Raw fish may lead to vitamin B deficiency causing loss of appetite, seizures, and even death. Sometimes, fish can be contaminated with mercury.

All homemade meat diets can be low in calcium leading to a mineral imbalance that then can cause hyperparathyroidism. So consider giving them additional calcium supplements.

Treatments:

If the kittens are injured or have scratches then you can apply an anti-biotic ointment such as Betadine.

If you are unable to find that what's wrong with kitten then you should call your veterinarian for a proper diagnosis

Vaccinations:

Core Vaccination for kittens under 16 weeks of age: (Source: http://www.indiadoctors.co.in/pet-clinic/pet-vaccinations)

Rabies

  • A single dose at 8 weeks.
  • At one year, the kitten is revaccinated.
  • A follow-up booster is required every 3 years.

Feline Distemper (Panleukopenia)

  • The first dose at 6 weeks.
  • Additional doses every 3-4 weeks until 16 weeks.
  • At one year, the kitten is revaccinated.
  • A follow-up booster is required every 3 years.

Feline Herpesvirus

  • The first dose at 6 weeks.
  • Additional doses every 3-4 weeks until 16 weeks.
  • At one year, the kitten is revaccinated.
  • A follow-up booster is required every 3 years.

Calicivirus

  • The first dose at 6 weeks.
  • Additional doses are given every 3-4 weeks until 16 weeks.
  • At one year, the kitten is revaccinated.
  • A follow-up booster is required every 3 years  

Cleaning and grooming:

Cats are self-groomers and don’t need to be bathed. Excessive bathing can destroy oil glands in their skin making them susceptible to rashes and skin problems. If the kittens are dirty, you can gently wipe them clean with warm water and cotton. Once a month, you can consider giving them a bath with dry shampoo when they’re older. You can also consider using a pinch of flea or tick powder, in case the kittens are infested.

This is by no means an exhaustive list. When in doubt, consult your vet.

And in case it is an adult cat in distress that you happen to come across…

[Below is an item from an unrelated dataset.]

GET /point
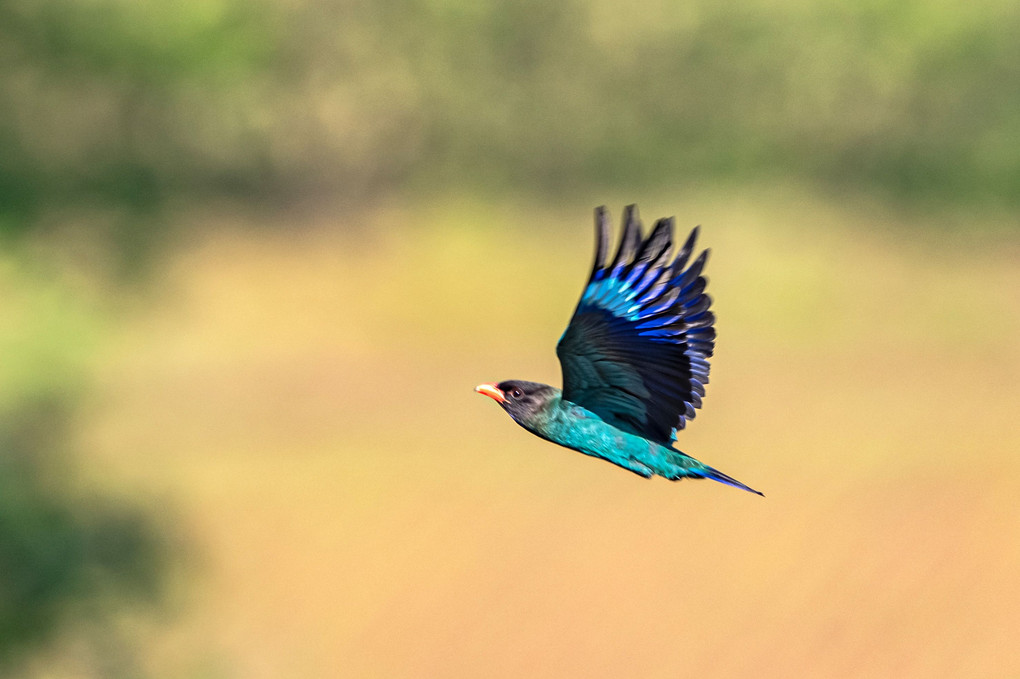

“Before saving the cat, adequate precaution is a must, to avoid danger for the rescuer,” warns Debasis Chakrabarti from the Compassionate Crusaders Trust in Kolkata, “First thing is to get it checked by a veterinarian for any serious infectious disease. Children must be kept away, as Diphtheria is also a life threatening disease prevalent in cats.” 

Adult cat rescue tips

If it is in the backyard, the best thing is to provide a large cardboard/wooden box to confine the cat, this will prevent any further aggravation of injury/sickness.

On the street, use a large cloth or towel to pick up the cat without direct physical contact. Secure the cat in the cloth and then proceed to a veterinary clinic.

A very important and primary observation to save a cat is to check whether it can eat/drink on its own. Warm milk or meat/fish soup is a good starter.

If the cat is too sick or weak to feed on its own, then you can attempt to give it some water with a dropper. But be careful, force feeding can be life threatening.

From the moment the cat is sighted, a veterinarian and an experienced cat keeper should be kept in the loop for regular monitoring.